Przyciśnięty Do Ściany

Màu nền
Font chữ
Font size
Chiều cao dòng

   Jeden z momentów, gdy odkrywasz, że twoje życie ssie to ten, gdy zamiast budzić się przytulony do swojej drugiej połówki, odkrywasz, że powodem utrudnień oddychania nie są roztrzepane po śnie włosy twojego ukochanego, ale tyłek Salema, który stwierdził, że akurat twoja twarz jest idealnym miejscem, aby sobie usiąść. Długo się nie zastanawiając, zrzuciłem nieposłusznego kota z mojej twarzy, najszybciej jak mogłem i spojrzałem na zegarek. Świetnie. Mam jeszcze dwadzieścia minut do budzika, a wiem, że ten sierściuch jedynie czeka, żebym zamknął oczy.

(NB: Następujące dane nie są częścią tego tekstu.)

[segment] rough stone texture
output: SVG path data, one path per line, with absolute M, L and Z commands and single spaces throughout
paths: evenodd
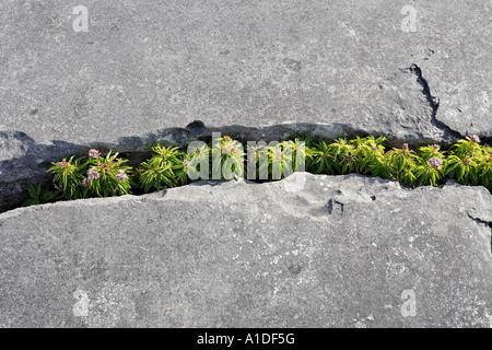
M 412 1 L 89 0 L 0 4 L 1 122 L 37 142 L 115 141 L 209 126 L 342 124 L 394 138 L 491 136 L 491 4 Z M 450 21 L 449 19 L 453 19 Z M 461 113 L 457 112 L 458 108 Z
M 492 326 L 484 188 L 300 178 L 2 213 L 0 326 Z
M 415 32 L 407 0 L 83 4 L 86 33 L 73 1 L 0 3 L 0 211 L 70 150 L 181 144 L 196 119 L 255 140 L 492 137 L 488 1 L 412 1 Z

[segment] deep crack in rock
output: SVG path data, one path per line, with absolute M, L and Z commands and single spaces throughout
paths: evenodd
M 444 139 L 447 143 L 455 142 L 458 139 L 464 138 L 460 132 L 453 130 L 447 125 L 436 119 L 437 110 L 440 109 L 440 98 L 432 95 L 431 88 L 429 86 L 426 79 L 422 75 L 422 69 L 413 63 L 410 66 L 409 70 L 417 75 L 417 82 L 422 85 L 422 93 L 425 95 L 429 105 L 432 108 L 431 124 L 444 131 Z

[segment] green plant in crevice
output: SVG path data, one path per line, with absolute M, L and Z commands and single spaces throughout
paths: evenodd
M 414 175 L 417 185 L 435 186 L 444 177 L 444 152 L 437 144 L 419 148 Z
M 52 167 L 48 172 L 54 173 L 52 182 L 58 184 L 57 187 L 61 190 L 66 199 L 78 199 L 83 197 L 82 182 L 84 175 L 82 174 L 84 166 L 81 165 L 82 158 L 73 160 L 71 156 L 68 161 L 63 159 L 59 163 L 52 163 Z
M 118 159 L 118 153 L 102 156 L 97 150 L 89 151 L 89 159 L 63 159 L 48 172 L 54 173 L 54 183 L 66 199 L 87 198 L 93 196 L 108 197 L 131 192 L 131 167 Z M 85 160 L 85 161 L 84 161 Z
M 479 144 L 480 139 L 473 135 L 459 140 L 449 148 L 446 160 L 446 175 L 464 185 L 480 183 L 482 161 L 487 156 Z
M 400 183 L 411 184 L 417 179 L 414 174 L 419 156 L 407 143 L 401 149 L 394 148 L 386 152 L 385 158 L 391 168 L 393 178 Z
M 245 152 L 243 144 L 229 136 L 210 143 L 212 178 L 232 179 L 245 175 Z
M 58 196 L 56 191 L 50 190 L 48 187 L 42 188 L 42 185 L 34 186 L 30 184 L 27 189 L 31 198 L 22 203 L 23 207 L 45 205 Z
M 285 177 L 304 166 L 311 160 L 309 149 L 301 138 L 282 142 L 270 142 L 270 145 L 256 143 L 247 149 L 248 165 L 254 163 L 253 178 L 276 180 Z M 251 171 L 251 170 L 248 170 Z
M 209 145 L 201 143 L 190 148 L 189 154 L 176 147 L 155 143 L 153 155 L 142 162 L 134 172 L 118 153 L 105 156 L 91 150 L 89 159 L 63 159 L 52 163 L 48 171 L 55 174 L 55 187 L 66 199 L 107 197 L 130 194 L 141 188 L 161 190 L 183 186 L 200 176 L 231 179 L 247 177 L 249 165 L 251 179 L 274 180 L 295 171 L 339 175 L 349 173 L 379 176 L 417 186 L 436 186 L 445 179 L 457 179 L 464 185 L 482 185 L 492 191 L 492 148 L 480 145 L 477 136 L 467 137 L 443 152 L 436 144 L 410 150 L 386 152 L 384 137 L 340 138 L 327 143 L 314 141 L 311 133 L 281 142 L 253 142 L 247 148 L 225 136 Z M 247 158 L 246 158 L 247 156 Z M 304 164 L 304 167 L 297 167 Z M 192 175 L 192 176 L 191 176 Z M 57 199 L 56 194 L 30 186 L 31 199 L 25 206 Z M 61 197 L 60 197 L 61 198 Z
M 82 180 L 83 197 L 109 197 L 131 194 L 131 167 L 128 161 L 118 158 L 118 153 L 102 156 L 98 151 L 91 150 L 90 159 L 83 165 L 86 177 Z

Przez to oczywiście zszedłem z uśmiechem z łóżka i przeciągnąłem się w akompaniamencie świergotu ptaków.

Mhmmmm...

Tak więc po tym, jak stoczyłem się na podłogę i podniosłem, roztrzepując włosy, które i tak były w nieładzie, stwierdziłem, że dzisiaj w końcu zajmę pierwszy łazienkę. Lara była za leniwa, żeby wstawać wcześniej, więc był to idealny plan.

Był idealny do momentu, gdy prawie nie dostałem zawału, mijając księżniczkę ciemności i postrach sąsiadek - właścicielkę mieszkania - Abigail Clive. Dziewczyna nie była specjalnie wysoka, ale przerażała mnie z wielu względów.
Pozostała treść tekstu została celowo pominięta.